Alessandra and Stephen DiCicco bought their rowhouse right after they were married in 2013. They were taken in immediately by one South Philadelphia street in particular.

“We loved Marvine Street,” she said. “It’s tree-lined, quiet, and friendly.”

And a three-bedroom home they found there had features the couple loved.

“The home had such charming qualities,” DiCicco said. “Exposed brick, exposed ductwork, and a vintage, claw-foot tub.”

The living room, with exposed brick.
Courtesy of Compass
The living room, with exposed brick.

The 1,080-square-foot property was built in 1960, and she said it did not require much work when they moved in. This gave the couple time to add personal touches, including a Pinterest-inspired laundry room in the finished basement.

One project they did undertake was upgrading the outdoor space behind the home, which is just a few blocks north of Citizens Bank Park.

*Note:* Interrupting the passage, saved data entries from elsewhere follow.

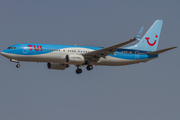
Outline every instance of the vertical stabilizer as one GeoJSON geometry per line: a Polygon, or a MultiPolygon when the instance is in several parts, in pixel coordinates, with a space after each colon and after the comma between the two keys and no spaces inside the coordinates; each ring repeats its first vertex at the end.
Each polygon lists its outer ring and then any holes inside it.
{"type": "Polygon", "coordinates": [[[127,49],[156,51],[162,24],[163,20],[156,20],[154,24],[151,26],[151,28],[142,37],[142,39],[136,45],[127,47],[127,49]]]}

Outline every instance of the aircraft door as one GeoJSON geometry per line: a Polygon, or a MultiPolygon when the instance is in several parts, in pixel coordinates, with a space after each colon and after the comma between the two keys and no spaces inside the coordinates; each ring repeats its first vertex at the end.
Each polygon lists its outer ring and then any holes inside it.
{"type": "Polygon", "coordinates": [[[28,48],[27,48],[27,45],[26,45],[26,44],[23,44],[23,45],[22,45],[22,49],[23,49],[23,53],[24,53],[24,54],[27,54],[28,48]]]}
{"type": "Polygon", "coordinates": [[[135,51],[135,59],[139,59],[139,52],[138,51],[135,51]]]}
{"type": "Polygon", "coordinates": [[[78,50],[77,50],[77,54],[81,54],[81,50],[78,49],[78,50]]]}
{"type": "Polygon", "coordinates": [[[76,49],[73,50],[73,54],[76,54],[76,49]]]}
{"type": "Polygon", "coordinates": [[[73,50],[73,54],[81,54],[81,50],[79,50],[79,49],[74,49],[74,50],[73,50]]]}

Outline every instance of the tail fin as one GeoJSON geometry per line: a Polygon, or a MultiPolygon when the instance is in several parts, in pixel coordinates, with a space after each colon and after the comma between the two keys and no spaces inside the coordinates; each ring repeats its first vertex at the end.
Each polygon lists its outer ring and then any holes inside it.
{"type": "Polygon", "coordinates": [[[163,20],[156,20],[136,45],[127,48],[144,51],[156,51],[161,33],[162,23],[163,20]]]}

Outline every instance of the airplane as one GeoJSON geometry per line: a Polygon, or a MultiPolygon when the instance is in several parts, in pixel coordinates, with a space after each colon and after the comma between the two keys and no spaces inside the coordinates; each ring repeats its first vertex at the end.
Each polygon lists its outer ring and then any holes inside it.
{"type": "Polygon", "coordinates": [[[163,52],[177,48],[157,50],[162,24],[163,20],[156,20],[142,39],[140,37],[144,27],[136,37],[110,47],[23,43],[8,47],[1,51],[1,55],[16,62],[17,68],[20,67],[20,61],[46,62],[49,69],[55,70],[65,70],[75,65],[77,74],[82,73],[81,67],[90,71],[93,65],[122,66],[147,62],[158,58],[163,52]],[[137,44],[120,48],[136,40],[139,40],[137,44]]]}

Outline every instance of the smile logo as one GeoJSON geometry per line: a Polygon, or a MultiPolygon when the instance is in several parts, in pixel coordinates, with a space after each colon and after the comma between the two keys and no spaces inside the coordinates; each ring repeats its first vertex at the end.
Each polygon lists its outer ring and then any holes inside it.
{"type": "MultiPolygon", "coordinates": [[[[158,35],[155,36],[156,38],[158,38],[158,35]]],[[[154,46],[156,44],[156,40],[154,41],[154,43],[150,43],[149,42],[149,37],[145,37],[145,39],[147,40],[147,43],[150,45],[150,46],[154,46]]]]}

“We put up the cedar fence for a tranquil, private backyard,” she said. “We love sitting outside in the evenings, listening to the Phillies’ home-run bell ding.”

DiCicco and her husband have enjoyed their South Philadelphia neighborhood for more than its proximity to baseball, but they do appreciate that the Sports Complex Special Services District keeps the streets clean and maintains Marconi Plaza each spring.

The exterior of the rowhouse on Marvine Street, described by the owners as a quiet, tree-lined street.
Courtesy of Compass
The exterior of the rowhouse on Marvine Street, described by the owners as a quiet, tree-lined street.

“We have loved to see the neighborhood bloom over the past six years. It’s almost as far south as South Philly gets and certainly a hidden gem,” she said.

A work opportunity recently led the couple to list the home for sale.

“We are sad to be leaving the city and the community of friends and activities we have built in the neighborhood,” she said.

She expects new owners to find joy in some of the things she and her husband have loved about living in the home.

“I think buyers will be happy to find a quiet, clean, tree-lined street that is close to the Broad Street Line,” she said. “It takes 17 minutes from the time you leave the house to exiting the subway at City Hall Station.”

The house is listed with Kristin McFeely at Compass for $325,000.

The kitchen and dining area of the South Philly rowhouse.
Courtesy of Compass
The kitchen and dining area of the South Philly rowhouse.